Wednesday, November 3, 2010

A XMAS present: for myself and my sisters!

This blog is the first of a weekly progress report on a project I started this week and need to have complete for XMAS. I call it a "present" for myself too, because I usually have to subordinate the projects I'd really like to work on to those that I "need" to do for the store.

So giving myself the time to work on this...when it won't yield new store models and won't result in a new workshop for the class or even help sell fiber that I a holiday treat to myself!

So why this project? Well, as some of you may know, my 4 sisters and I (actually, I have 3 sisters and the fourth I'm referring to is a sister-in-law) are heading to Gottland, Estonia and St. Petersburg for 2.5 weeks next May. We did a similar trip years ago to England, Scotland and Ireland and had a blast.

Anyway, in anticipation for our trip we're all reading Swedish, Russian and Estonian authors to acquaint ourselves with their history and culture, renting films from Netflix that are by Swedish and Russian directors (if you aren't familiar with Swedish films, they are rather dark and need to be taken in small doses!) and boning up on their cuisine (this may be my chance to lose some of the pounds I've put on this past year!).

Since we're diving into their literature, film, history and cuisine, I thought it also only appropriate to acquaint myself with their wool a little more closely than I have to date. So I purchased a small American Gottland fleece (more about this next time) at the Maryland Sheep & Wool festival this past May and I have part of an Australian Gottland fleece (again, more about the hole Gottland fleece issues next week) that my sister Roby gave me for another project I have going (I have a going-on-three-year-now project of felting either a hat or bag from every breed of sheep I can get my hands on).

So while I was ruminating on the idea of working with these two Gottland fleeces, it so happened that I discovered a little and old mitten book on my bookshelf that...lo' and traditional patterns from Gottland! So it seemed destined that these fleeces become mittens and so here began the journey of deciding to wash, dye, comb, spin, and knit mittens for each of my sisters for XMAS! Oh, and in case you think this blog may blow the surprise for chance of it....they are even less inclined to go surfing the web or looking at blogs than the man on the moon!

So...this week I washed the fleeces. I HATE washing fleece. And to boot, I was out of my Kookaburra Wool Scour, which I love. So I ran to Guys Farm and Yard to buy some Orvus. This is used by people to wash their sheep for 4H while the fleece is still on the animal.

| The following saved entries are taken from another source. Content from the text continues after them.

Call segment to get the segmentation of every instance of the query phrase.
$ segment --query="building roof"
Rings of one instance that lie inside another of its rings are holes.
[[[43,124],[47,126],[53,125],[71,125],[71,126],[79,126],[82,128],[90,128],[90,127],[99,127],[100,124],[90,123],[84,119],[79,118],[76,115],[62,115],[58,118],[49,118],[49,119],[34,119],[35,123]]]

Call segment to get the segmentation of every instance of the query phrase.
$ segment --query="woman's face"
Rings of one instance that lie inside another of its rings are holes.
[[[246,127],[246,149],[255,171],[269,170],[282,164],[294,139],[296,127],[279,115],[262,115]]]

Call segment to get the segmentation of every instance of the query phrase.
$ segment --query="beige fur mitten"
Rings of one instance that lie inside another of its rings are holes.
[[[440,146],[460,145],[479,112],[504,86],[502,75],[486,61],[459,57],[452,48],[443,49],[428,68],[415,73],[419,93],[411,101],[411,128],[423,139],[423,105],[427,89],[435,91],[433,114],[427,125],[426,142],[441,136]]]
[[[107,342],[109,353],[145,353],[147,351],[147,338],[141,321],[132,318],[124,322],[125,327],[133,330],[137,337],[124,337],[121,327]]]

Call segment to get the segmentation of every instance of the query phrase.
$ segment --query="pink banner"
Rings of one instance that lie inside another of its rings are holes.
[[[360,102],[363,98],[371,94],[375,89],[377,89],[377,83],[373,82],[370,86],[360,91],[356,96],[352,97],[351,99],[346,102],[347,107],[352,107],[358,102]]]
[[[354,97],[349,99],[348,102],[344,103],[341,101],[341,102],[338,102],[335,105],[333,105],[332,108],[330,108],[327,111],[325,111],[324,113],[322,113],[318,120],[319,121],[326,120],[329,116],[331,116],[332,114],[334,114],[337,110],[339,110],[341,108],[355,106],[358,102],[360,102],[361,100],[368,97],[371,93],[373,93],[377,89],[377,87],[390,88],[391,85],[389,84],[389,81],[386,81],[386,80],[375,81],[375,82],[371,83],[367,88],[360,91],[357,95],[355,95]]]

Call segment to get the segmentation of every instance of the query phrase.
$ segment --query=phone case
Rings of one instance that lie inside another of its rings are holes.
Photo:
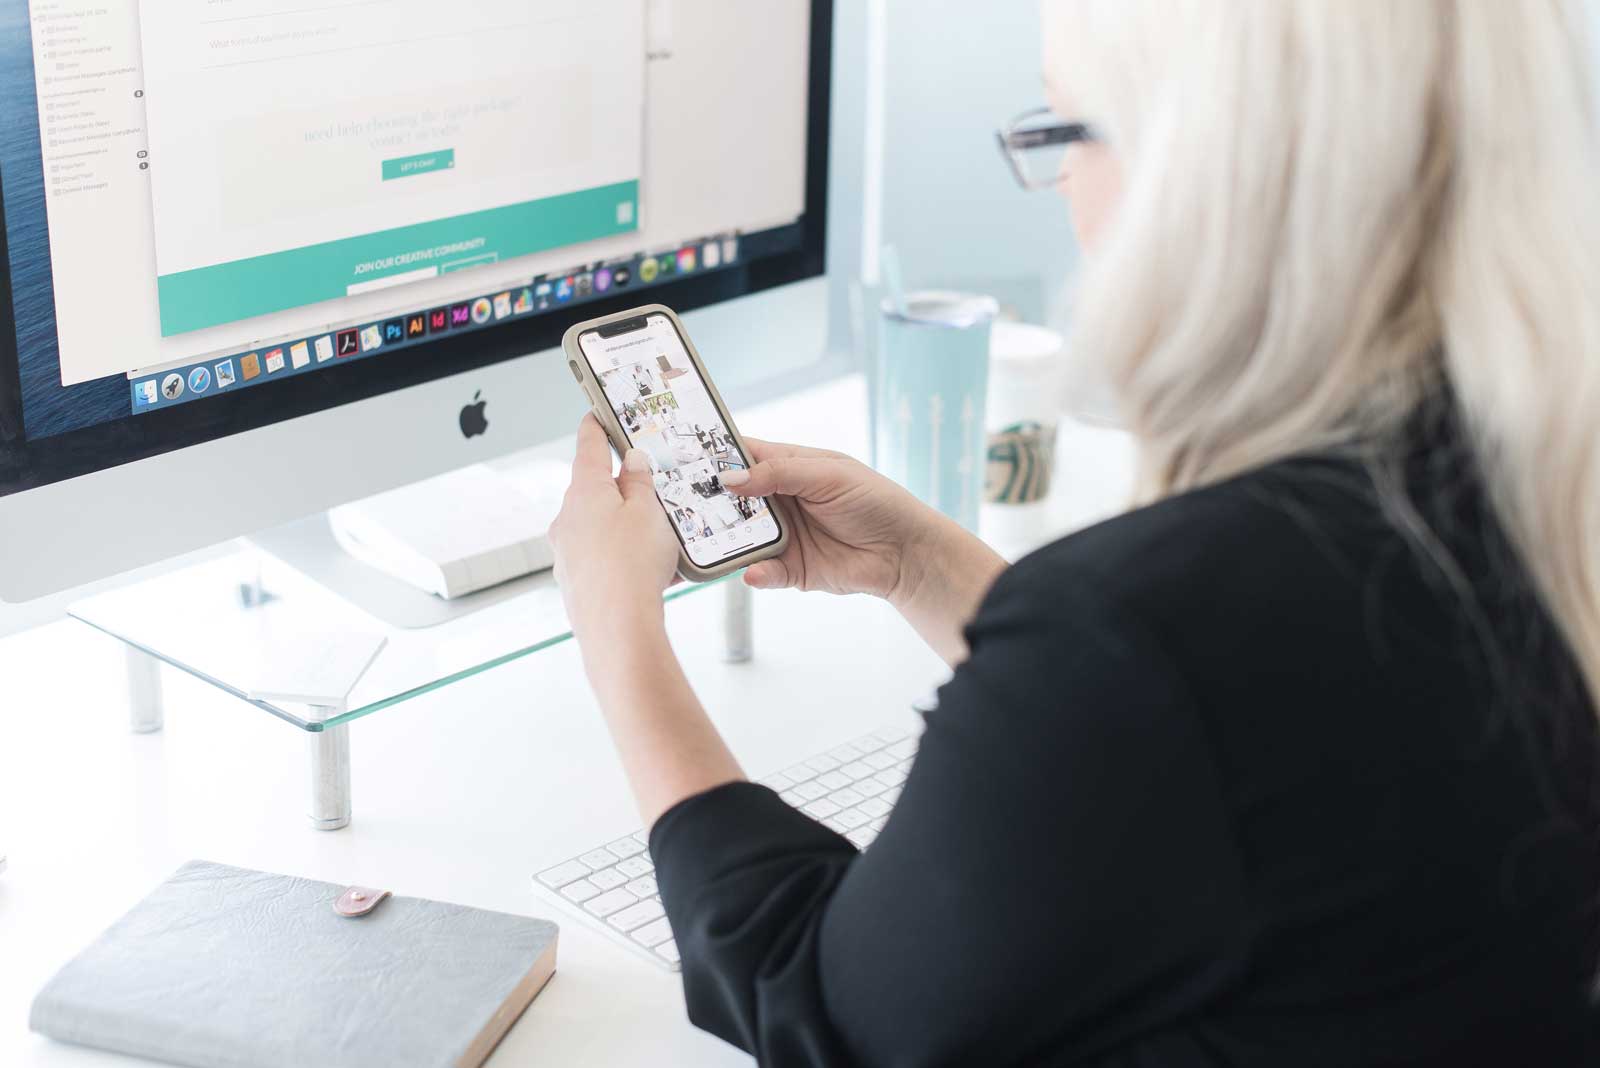
[[[647,315],[664,315],[672,321],[677,329],[678,336],[683,339],[683,347],[689,353],[689,361],[694,364],[695,371],[700,375],[700,380],[705,383],[706,392],[711,395],[711,402],[717,406],[726,421],[728,433],[733,437],[734,444],[739,446],[739,452],[747,459],[750,449],[744,443],[744,437],[739,433],[739,428],[734,425],[733,416],[728,411],[728,406],[722,401],[722,394],[717,392],[717,385],[711,380],[711,375],[706,372],[706,365],[700,359],[700,352],[694,347],[694,341],[689,337],[689,331],[684,328],[683,320],[678,318],[678,313],[664,304],[646,304],[642,307],[632,308],[628,311],[617,312],[614,315],[604,315],[598,319],[590,319],[574,325],[561,339],[561,348],[567,355],[567,365],[572,370],[573,377],[578,380],[578,385],[583,388],[584,396],[588,398],[590,407],[594,410],[595,418],[600,420],[600,425],[605,428],[606,437],[611,441],[611,447],[618,456],[628,451],[628,438],[623,432],[622,423],[611,410],[611,404],[606,400],[605,391],[601,389],[600,382],[595,378],[594,372],[589,367],[589,361],[584,357],[583,351],[578,347],[578,336],[602,326],[624,322],[628,319],[640,319]],[[673,536],[678,538],[678,574],[690,582],[709,582],[712,579],[722,578],[737,571],[743,571],[751,564],[762,560],[769,560],[775,556],[783,555],[789,547],[789,517],[784,512],[777,498],[767,498],[767,503],[772,508],[773,518],[778,523],[778,540],[771,545],[759,549],[752,549],[743,555],[731,560],[725,560],[713,567],[701,567],[689,559],[689,551],[683,545],[683,538],[676,530]],[[665,510],[661,513],[664,522],[669,522]]]

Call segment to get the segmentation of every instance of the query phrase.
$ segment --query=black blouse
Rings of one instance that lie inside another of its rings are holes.
[[[673,808],[690,1018],[777,1066],[1600,1064],[1593,710],[1420,473],[1448,557],[1300,459],[1018,563],[865,854],[757,785]]]

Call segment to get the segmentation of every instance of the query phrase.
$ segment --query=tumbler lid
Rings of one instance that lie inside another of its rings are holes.
[[[885,318],[916,326],[942,326],[951,330],[966,330],[992,322],[1000,314],[1000,304],[993,297],[977,293],[951,293],[943,290],[921,290],[906,294],[905,308],[897,308],[885,298],[882,304]]]

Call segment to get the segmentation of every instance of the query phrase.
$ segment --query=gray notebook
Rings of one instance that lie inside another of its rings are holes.
[[[345,889],[191,861],[29,1025],[195,1068],[477,1068],[555,971],[547,920],[404,897],[351,918]]]

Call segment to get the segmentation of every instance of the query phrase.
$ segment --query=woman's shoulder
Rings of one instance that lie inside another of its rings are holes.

I've used it in the past for fleeces and it works well...I just switched to Kookaburra because I love the measuring system and it does an equally great job and has tea tree and eucalyptus oils to prevent moths and dust mites. But in a pinch, the Orvus would be great. BUT, I suffered from sticker shock when I discovered it now $40. So I decided to forgo the Orvus and make due with Dawn dish soap, which I know a lot of spinners use. I figured I could get by with that for this fleece and by the time I need to wash fleeces again, my Kookaburra would be back in stock.

So I got my water really really hot, put the fleece in garment bags (which I do to minimize handling of the loose fibers so I'm less likely to felt the wool), added the Dawn and washed away. Not once, not twice, but three washes and then a couple of rinses before I spun it in my washer to help it dry quickly.

I have to say that I didn't really like the Dawn....Kookaburra would have done a better job with just 1 wash ! But the Dawn got enough of the grease and dirt out for me to declare it "enough" washed and move on....since I'm going to comb, not card this fleece and will wash the yarn again before knitting, I thought it was sufficiently clean. OK, so I'm justifying not having to wash it YET AGAIN (did I mention I hate washing fleece?!)

Anyway, after drying I separated the light gray from the dark gray areas of the fleeces so I have 2 natural colors to work with (see left photo above) for patterning but decided I wanted more (I do have 4 pair of mittens to knit after all and I can't stand repeating myself!) colors for accents. So I pulled out the Greenershades organic them....and decided to blend up my favorite green, golden orange, and purple colors (see center photo above). I used some of the light gray portions of the fleece to dye, so the colors are much more muted than these colors would be on a white fleece, but show up more than they would have over the dark gray fleece sections.

I'm keeping the American and Australian fleeces separate since I want to see if I notice much difference in their qualities/characteristics when I comb and spin them up.

My plan for this weekend is to comb the washed fleeces...I'll let you know how that goes next week when I go into a little bit more about the difference in the Gottland fleeces.

If anyone wants to share their washing secrets, feel free!